Holiday filled with ‘tired'
Published 10:19 pm Monday, December 29, 2008
I'm tired. It's a happy tired and I've loved every moment of my holidays, but I'm seriously tired.
My holiday preparations were probably not so different from yours, but for some reason I don't ever remember feeling this tired on the few days following Christmas.
It was a typical holiday at my house with only a few incidental extras thrown in.
The office party for the folks who work here at The Brewton Standard was held at my house this year.
I've never claimed to be much of a housekeeper, but I didn't want my co-workers to see how I actually live so I cleaned up the house.
No small task, but I got it done and I must admit things looked pretty spiffy on the night of the party.
My husband's side of the family, as is the tradition, came to our house on Christmas Eve.
I didn't have to do a lot of cooking or food preparation for the meal. Most of the food was already prepared when I picked it up around town.
I did, however, have to re-spiff the house. That called for moving all of the newspapers, pillows, shoes and assorted items from the living room floor and back to their respective plaes.
The dining room table, as is tradition, was filled with bags and assorted items that were left there “just for a minute” and had to be cleared away as well.
My in-laws and my little family certainly enjoyed our evening together. A quick exchange of gifts and a full table of food was what made our holiday together enjoyable.
Now, on to Christmas Day.
My very patient son waited until about 2 a.m. to inform me that it was officially Christmas Day. He also wanted to know if it was official enough to go ahead and open gifts.
When I explained that he would have to wait at least until 6 a.m., he sighed and returned to his room to wait and, apparently, watch the clock.
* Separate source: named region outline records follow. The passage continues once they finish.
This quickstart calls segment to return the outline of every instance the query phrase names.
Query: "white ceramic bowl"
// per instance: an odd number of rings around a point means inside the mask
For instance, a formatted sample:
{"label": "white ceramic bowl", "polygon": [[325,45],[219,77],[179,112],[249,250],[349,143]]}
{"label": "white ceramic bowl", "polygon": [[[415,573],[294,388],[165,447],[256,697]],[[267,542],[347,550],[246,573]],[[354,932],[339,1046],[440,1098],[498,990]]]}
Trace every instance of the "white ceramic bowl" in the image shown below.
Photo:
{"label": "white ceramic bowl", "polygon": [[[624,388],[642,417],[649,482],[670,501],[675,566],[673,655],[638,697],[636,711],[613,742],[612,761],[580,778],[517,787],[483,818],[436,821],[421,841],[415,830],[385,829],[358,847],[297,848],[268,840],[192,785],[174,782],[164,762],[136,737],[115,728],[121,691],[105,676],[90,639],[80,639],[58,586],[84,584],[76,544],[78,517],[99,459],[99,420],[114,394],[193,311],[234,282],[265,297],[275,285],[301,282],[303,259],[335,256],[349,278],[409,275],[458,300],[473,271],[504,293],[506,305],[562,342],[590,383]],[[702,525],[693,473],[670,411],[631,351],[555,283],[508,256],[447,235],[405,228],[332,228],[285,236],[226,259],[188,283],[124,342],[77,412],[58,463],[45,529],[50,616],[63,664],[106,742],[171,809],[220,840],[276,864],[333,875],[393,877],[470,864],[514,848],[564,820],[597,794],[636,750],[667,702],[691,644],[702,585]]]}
At 6:05 a.m., my son again came to my bedside and asked if it was time for the tearing of the paper. After hearing a very large moan escape from my mouth, he became a very sweet child.
I was thankful for his consideration and took full advantage of the extra hour my son thoughtfully gave me for sleep.
After rising at 7:01 a.m. Christmas Day, my little family gathered around the Christmas tree and began to tear into packages that held wonderful surprises as well as welcome necessary items.
After the majority of the gifts were opened, I retreated to the kitchen to prepare breakfast. As tired as I was, we had a couple of slices of bacon, a few pieces of toast and a scrambled egg. Plenty of breakfast, especially since I had a very large lunch planned for later in the day.
The lunch preparation began at about 9 a.m. for me. I put the ham on to bake and began busily peeling, chopping, grinding, mixing and stirring in pots and bowls in the kitchen in preparation for the huge holiday meal planned for 1 p.m.
It all came off without a hitch if you don't mind some slightly underdone dressing.
Following the meal, the family retired to the living room and I began transferring food into smaller containers either to be put away or to be carried away - it really didn't matter to me.
Then the cleaning began. Scraping, stacking, loading, moving, wiping and sweeping took a good hour after the meal was complete. Then, time to clean up the mess from the 7 a.m. wrapping paper-tearing festival in my living room.
The next half hour was spent looking for missing parts, finding instruction manuals, putting in batteries, opening boxes and finding the screwdriver over and over again.
Finally, time to relax. Nope, I was mistaken. Time to drive to see other family members and help out in their kitchen with cooking, cleaning and what-not.
Then, my son reminded me, I had promised to take him to see a movie. I sighed, heavily, and walked to the van to start the trip to the theatre.
I paid $8.50 to sit in a chair in a theatre to watch a movie my son thought would be great.
It might have been. That was the best $8.50 nap I've ever had.
I think I'll take him to see another movie this afternoon. I'm really tired.
Lisa Tindell is news editor at The Brewton Standard.